The whole thing we discussed in last few 10-15 lines is just to come to an agreement on the statement that I made previously, which is “the longest common subsequence of the prefix strings is a prefix of the longest common subsequence of the original strings.” We can re-frame it to say that if Z is a LCS of X and Y then any prefix of Z is an LCS of a prefix of X and a prefix of Y.

Using this we can define a behavior of such kind of problems which says that, “An optimal solution to a problem contains and optimal solution to a subproblem.”

Now let us use the result of the above discussion to write a pseudo code to calculate the length of the longest common subsequence.

What will be the worst case scenario for this code?
It is pretty obvious that the worst case would be when X[i] != Y[j] for all value of i and j. I would like to elaborate this using a recursion tree.

Let us consider solving this when X is of length 4 and Y is of length 3, then we start at the root with (4,3) and the tree looks like the below in each subsequent level. every time we evaluate with i-1, j and i,j-1. The tree will grow till at least one argument in each of the leaves is not zero.

What is the height of this tree?
It seems that it has to be M+N to accommodate all the cases and also, this is a binary tree hence at each level total number of nodes will increase by a power of 2, i.e. exponentially.

This seems to be almost the same as the Brute Force algorithm which we discussed in the beginning. Similar to the Brute force this also has a exponential running time.

I can’t stop noticing that in the tree most of the nodes contain same values. For e.g there are multiple nodes with values (2,2) and (3,1) etc. So we can apply some optimization here, also we can state that “the recursive solution contains few distinct sub problems repeated more than once.”

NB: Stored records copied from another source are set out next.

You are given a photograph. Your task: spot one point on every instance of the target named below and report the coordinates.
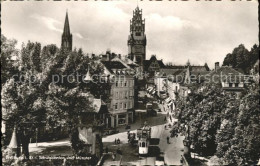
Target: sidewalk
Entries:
(172, 151)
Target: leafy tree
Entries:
(32, 99)
(238, 139)
(221, 124)
(8, 51)
(241, 58)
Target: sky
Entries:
(176, 31)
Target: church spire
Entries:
(66, 40)
(66, 30)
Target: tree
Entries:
(241, 58)
(8, 52)
(238, 139)
(32, 99)
(220, 124)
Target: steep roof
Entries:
(113, 65)
(147, 63)
(226, 74)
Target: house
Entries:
(229, 78)
(153, 65)
(122, 92)
(91, 133)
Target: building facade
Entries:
(122, 93)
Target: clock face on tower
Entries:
(139, 49)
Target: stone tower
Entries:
(137, 38)
(66, 39)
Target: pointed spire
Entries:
(134, 60)
(13, 143)
(66, 30)
(66, 38)
(87, 77)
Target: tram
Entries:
(144, 136)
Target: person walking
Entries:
(168, 140)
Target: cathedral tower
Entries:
(66, 39)
(137, 39)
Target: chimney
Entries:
(216, 66)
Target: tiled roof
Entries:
(226, 74)
(110, 65)
(147, 63)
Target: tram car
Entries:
(143, 145)
(144, 136)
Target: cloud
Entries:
(78, 35)
(48, 22)
(170, 22)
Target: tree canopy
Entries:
(241, 58)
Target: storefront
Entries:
(121, 119)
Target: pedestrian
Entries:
(106, 149)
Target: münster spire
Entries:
(66, 39)
(137, 37)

##### So, how many distinct sub problems are there, if most of them are repeated?

The answer would be M*N, because each unique sub problem in the tree is a function of i and j, and there are M distinct i and N distinct j, so total unique sub problems would be a product of M * N.

Hence, if we can employ some technique to remember what we already calculated and have a mechanism to fetch and return the previously calculate value, we might be saving lots of repetitive work.

We can actually maintain a map of i,j and the value Li,j, fetch and return Li,j if i and j are passed in to the above code. if there is nothing in the map then only we have to calculate it.

If we achieve it then the running time becomes proportional to the total number of unique problems. Hence, it will improve significantly because if a repeated sub problem occurs we simply return the already calculated value from the map.

So we can say that the running time to find the length of the Longest Common subsequence would be T(M,N) = O(M*N). Also, lets see the total space required, it would be the space required to save the already calculated solutions for the unique problems which is again proportional to M*N. Hence Space = O(M*N).

It is fairly visible that we started from the top of the tree where the values of i and j were maximum i.e. M and N respectively. So this can be termed as a top down approach, as we started from the max numbers and reduced it down to i = 0 and j = 0.

We can do the same thing in a better way if we can do it in a bottom up approach, because there might be many similar problems where we do not like to use recursion and we have the base case values handy. For e.g. in most of the cases while solving an equation in i and j we already know the result for i = 0 and j = 0, or i = 1 and j = 1, and it is fairly complicated to predict the result of i = m and j = n at the start of the calculation, so we must strive to use a bottom up approach to solve such complicated problems.